Salí fresquito del inmenso supermercado y tal frescura no provocó un ápice conmovedor climático sobre los pollos petrificados de hielos secos o de polos nortes o sures apantalladores de seres esquimales acurrucados dentro de esos ranchos-iglús semi circulares cuyos climas eternos ni idea de algún sol bronceador de pieles.

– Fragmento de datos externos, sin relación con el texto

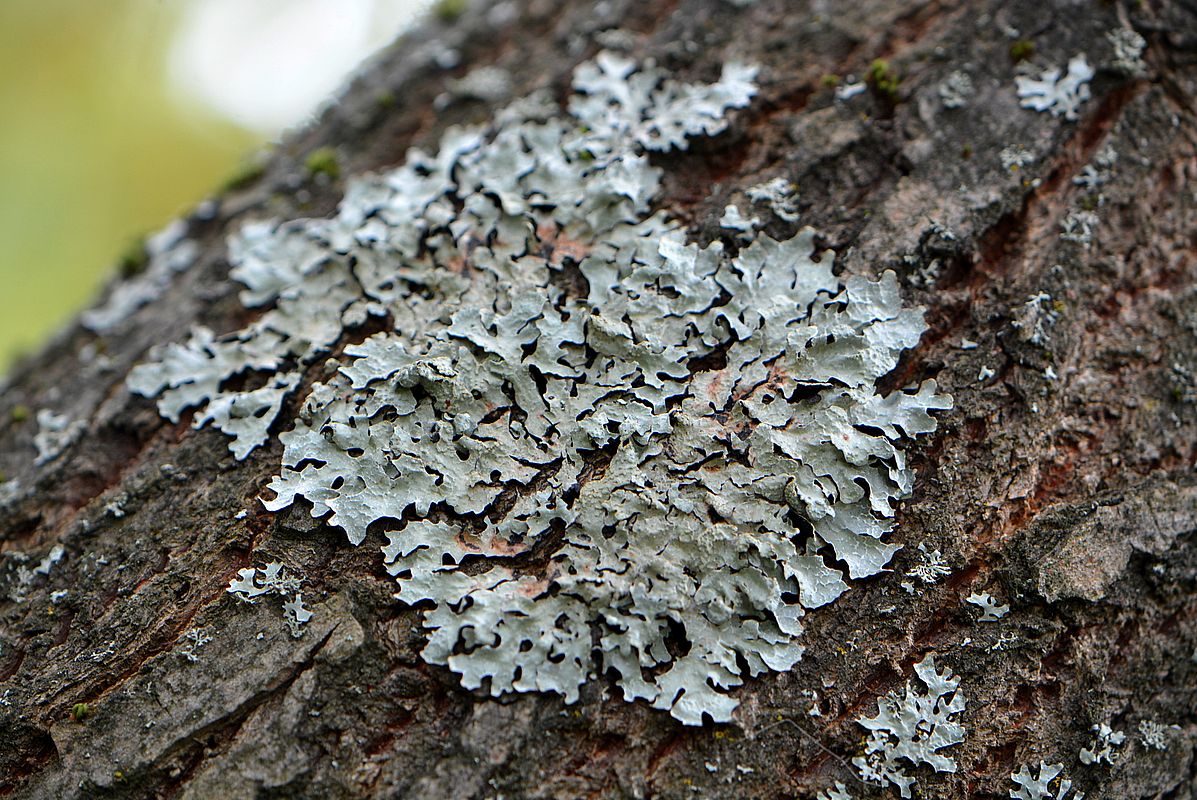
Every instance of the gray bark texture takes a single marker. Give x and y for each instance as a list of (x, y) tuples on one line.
[(1073, 498)]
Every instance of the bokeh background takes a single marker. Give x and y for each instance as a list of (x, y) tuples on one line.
[(116, 115)]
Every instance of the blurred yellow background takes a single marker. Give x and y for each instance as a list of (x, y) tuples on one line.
[(113, 120)]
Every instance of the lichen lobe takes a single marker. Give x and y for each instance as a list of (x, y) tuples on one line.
[(499, 413)]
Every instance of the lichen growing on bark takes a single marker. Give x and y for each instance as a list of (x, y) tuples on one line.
[(675, 452)]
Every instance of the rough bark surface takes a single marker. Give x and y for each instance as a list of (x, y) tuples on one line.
[(1074, 498)]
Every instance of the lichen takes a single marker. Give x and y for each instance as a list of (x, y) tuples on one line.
[(1105, 745), (168, 253), (1038, 785), (678, 450), (913, 727), (991, 610)]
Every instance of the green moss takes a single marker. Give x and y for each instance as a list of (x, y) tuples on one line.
[(883, 79), (1021, 50), (322, 161), (448, 11), (134, 260)]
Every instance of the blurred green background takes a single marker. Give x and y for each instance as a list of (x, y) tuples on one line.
[(116, 115)]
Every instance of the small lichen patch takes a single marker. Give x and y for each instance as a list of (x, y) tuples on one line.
[(1128, 52), (55, 434), (838, 792), (930, 567), (913, 727), (1038, 785), (1059, 95), (273, 580), (1105, 745)]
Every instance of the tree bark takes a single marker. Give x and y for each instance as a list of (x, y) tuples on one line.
[(1062, 482)]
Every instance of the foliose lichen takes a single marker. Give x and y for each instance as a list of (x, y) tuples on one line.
[(579, 434), (1039, 785), (913, 727), (1059, 95)]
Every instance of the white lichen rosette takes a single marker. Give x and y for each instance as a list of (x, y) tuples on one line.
[(662, 470)]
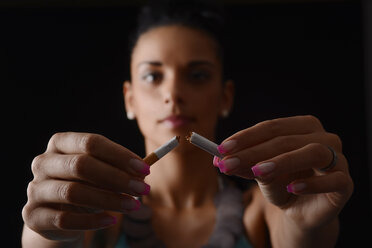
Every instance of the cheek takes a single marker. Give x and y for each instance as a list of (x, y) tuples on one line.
[(145, 108), (208, 104)]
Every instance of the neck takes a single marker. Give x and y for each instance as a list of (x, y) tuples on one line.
[(184, 178)]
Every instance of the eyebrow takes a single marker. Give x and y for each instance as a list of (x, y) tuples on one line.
[(190, 64)]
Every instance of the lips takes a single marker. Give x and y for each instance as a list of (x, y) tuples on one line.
[(175, 121)]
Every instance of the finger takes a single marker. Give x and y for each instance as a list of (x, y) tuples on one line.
[(48, 219), (95, 145), (337, 181), (239, 163), (82, 167), (312, 156), (270, 129), (78, 194)]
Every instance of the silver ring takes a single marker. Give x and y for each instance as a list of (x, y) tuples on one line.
[(333, 162)]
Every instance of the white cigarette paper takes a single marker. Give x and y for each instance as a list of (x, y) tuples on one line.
[(203, 143), (162, 150)]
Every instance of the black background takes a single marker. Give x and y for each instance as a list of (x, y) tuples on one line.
[(62, 69)]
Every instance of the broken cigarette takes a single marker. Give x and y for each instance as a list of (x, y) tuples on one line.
[(161, 151)]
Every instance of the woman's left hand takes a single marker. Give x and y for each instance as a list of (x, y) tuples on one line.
[(288, 157)]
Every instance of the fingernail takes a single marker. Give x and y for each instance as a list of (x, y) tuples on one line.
[(139, 187), (228, 164), (216, 160), (263, 169), (296, 187), (226, 146), (139, 166), (131, 204), (109, 220)]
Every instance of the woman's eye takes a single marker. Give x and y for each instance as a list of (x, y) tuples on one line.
[(200, 75), (151, 77)]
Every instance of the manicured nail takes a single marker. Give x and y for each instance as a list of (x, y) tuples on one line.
[(228, 164), (216, 160), (296, 187), (263, 169), (139, 187), (226, 146), (131, 204), (108, 221), (139, 166)]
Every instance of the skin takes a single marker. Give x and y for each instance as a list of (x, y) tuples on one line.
[(176, 72)]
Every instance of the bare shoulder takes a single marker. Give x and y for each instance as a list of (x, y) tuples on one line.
[(254, 217)]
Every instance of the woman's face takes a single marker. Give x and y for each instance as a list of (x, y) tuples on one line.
[(176, 84)]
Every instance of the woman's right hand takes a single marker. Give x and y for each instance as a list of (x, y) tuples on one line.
[(77, 180)]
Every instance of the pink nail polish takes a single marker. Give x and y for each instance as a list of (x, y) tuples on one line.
[(221, 166), (226, 146), (146, 190), (263, 169), (108, 221), (216, 160)]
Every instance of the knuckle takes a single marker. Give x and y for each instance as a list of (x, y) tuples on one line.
[(31, 190), (318, 151), (67, 192), (336, 141), (77, 164), (26, 213), (53, 139), (287, 142), (60, 220), (314, 120), (272, 126), (88, 142), (37, 164)]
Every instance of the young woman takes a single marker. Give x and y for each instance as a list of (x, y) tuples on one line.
[(88, 191)]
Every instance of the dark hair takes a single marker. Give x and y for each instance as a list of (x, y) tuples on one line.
[(207, 16)]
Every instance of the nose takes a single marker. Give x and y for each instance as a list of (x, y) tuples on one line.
[(174, 90)]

Dos pollos bien pálidos partidos a la mitad sobre esos fierros canaleteros mientras las brasas dictaban ambientes pronosticadores ipso factos sobre esas pieles y/o carnes embriagadas de limones exprimidos y chimichurris saborizantes embadurnadores de pajarracos cuyos cajones mortuorios eran simples bolsas polietilenas con etiquetas identificadoras de precios y fechas de vencimiento de muertes: (consumir preferentemente, hasta 3 días después de la compra).

Hora casi cuatro de la madrugada de este día domingo, mis amigos Rafca y Lems todavía chinchinean vasos teñidos de rojo y rayados de brindis; en el cielo, las estrellas aun molestan plácidamente.  Sin alas agitadoras de esfuerzos volátiles, sobre la parrilla todavía quedan dos aletas, tal vez saludadoras de carniceros embadurnados de esencias clóricas. Las risas, nuevamente, contagian la vida de lo que somos.